Age-dependent Role of Microvascular Endothelial and Polymorphonuclear Cells in Lipopolysaccharide-induced Acute Kidney Injury

Background: The incidence of acute kidney injury following severe sepsis is higher in the elderly. We hypothesized that microvascular endothelium is "primed" by aging and that sepsis represents a "second hit," resulting in more severe microvascular complications.

Methods: Three- and 18-months-old mice were intraperitoneally injected with 1,500 EU/g body weight lipopolysaccharide and sacrificed after 8 h. Flow cytometry and myeloperoxidase ELISA determined neutrophils in plasma. Quantitative reverse transcription polymerase chain reaction was used to analyze messenger ribonucleic acid levels of cell adhesion molecules P-selectin and E-selectin, vascular cell adhesion protein-1, intercellular adhesion molecule-1, angiopoietin receptor TIE-2, and angiopoietins Ang1 and Ang2. In kidney tissue we assessed neutrophil influx and E-selectin protein expression. Neutrophils were depleted with the monoclonal antibody NIMP.

Results: At basal conditions, microvascular endothelial cell activation status was similar in both groups, except for a higher Ang-2 expression (P <0.05) in the kidney of aged mice.

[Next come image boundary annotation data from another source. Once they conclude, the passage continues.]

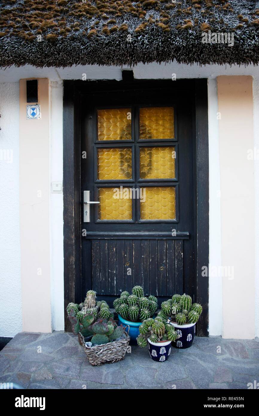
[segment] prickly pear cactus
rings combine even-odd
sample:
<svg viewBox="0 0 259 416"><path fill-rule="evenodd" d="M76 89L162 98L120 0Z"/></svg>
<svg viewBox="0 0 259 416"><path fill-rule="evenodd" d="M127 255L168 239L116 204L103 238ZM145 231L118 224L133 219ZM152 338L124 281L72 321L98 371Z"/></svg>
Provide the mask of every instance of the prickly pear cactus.
<svg viewBox="0 0 259 416"><path fill-rule="evenodd" d="M108 332L108 327L104 319L99 319L91 326L92 331L95 334L106 334Z"/></svg>
<svg viewBox="0 0 259 416"><path fill-rule="evenodd" d="M77 312L76 316L79 322L82 322L83 318L85 315L85 314L84 311L79 311L79 312Z"/></svg>
<svg viewBox="0 0 259 416"><path fill-rule="evenodd" d="M96 334L92 337L91 342L92 344L99 345L101 344L107 344L109 342L109 338L104 334Z"/></svg>
<svg viewBox="0 0 259 416"><path fill-rule="evenodd" d="M72 324L73 333L74 335L76 335L80 330L80 325L77 318L75 316L73 309L70 311L70 313L68 317Z"/></svg>
<svg viewBox="0 0 259 416"><path fill-rule="evenodd" d="M128 308L128 316L131 320L133 322L137 322L139 313L139 309L136 305L130 306Z"/></svg>
<svg viewBox="0 0 259 416"><path fill-rule="evenodd" d="M120 338L124 332L125 328L122 325L119 327L117 327L110 336L109 339L111 341L114 341Z"/></svg>
<svg viewBox="0 0 259 416"><path fill-rule="evenodd" d="M84 328L89 327L94 322L95 317L93 315L85 315L82 319L82 324Z"/></svg>
<svg viewBox="0 0 259 416"><path fill-rule="evenodd" d="M142 297L144 296L144 290L141 286L134 286L132 289L132 295L135 295L138 297Z"/></svg>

Lipopolysaccharide-induced increase in neutrophil count was higher in old (3.3-fold change) compared with young mice (2.2-fold change). Messenger ribonucleic acid analysis showed higher upregulation of P- and E-selectin (P = 0.0004, P = 0.0007) after lipopolysaccharide administration in kidneys of elderly mice, which was confirmed at the protein level for E-selectin. Renal neutrophil influx in lipopolysaccharide-treated aged mice was increased (2.5-fold induction in aged and 2.1-fold in young, P <0.0001). Polymorphonuclear cell depletion exaggerated the lipopolysaccharide-induced kidney injury.

Conclusion: Ang-2 is increased in older mice, which might cause priming of the endothelial cells. Endothelium responded by a more extensive increase in expression of P- and E-selectin in older mice and increased polymorphonuclear cell influx.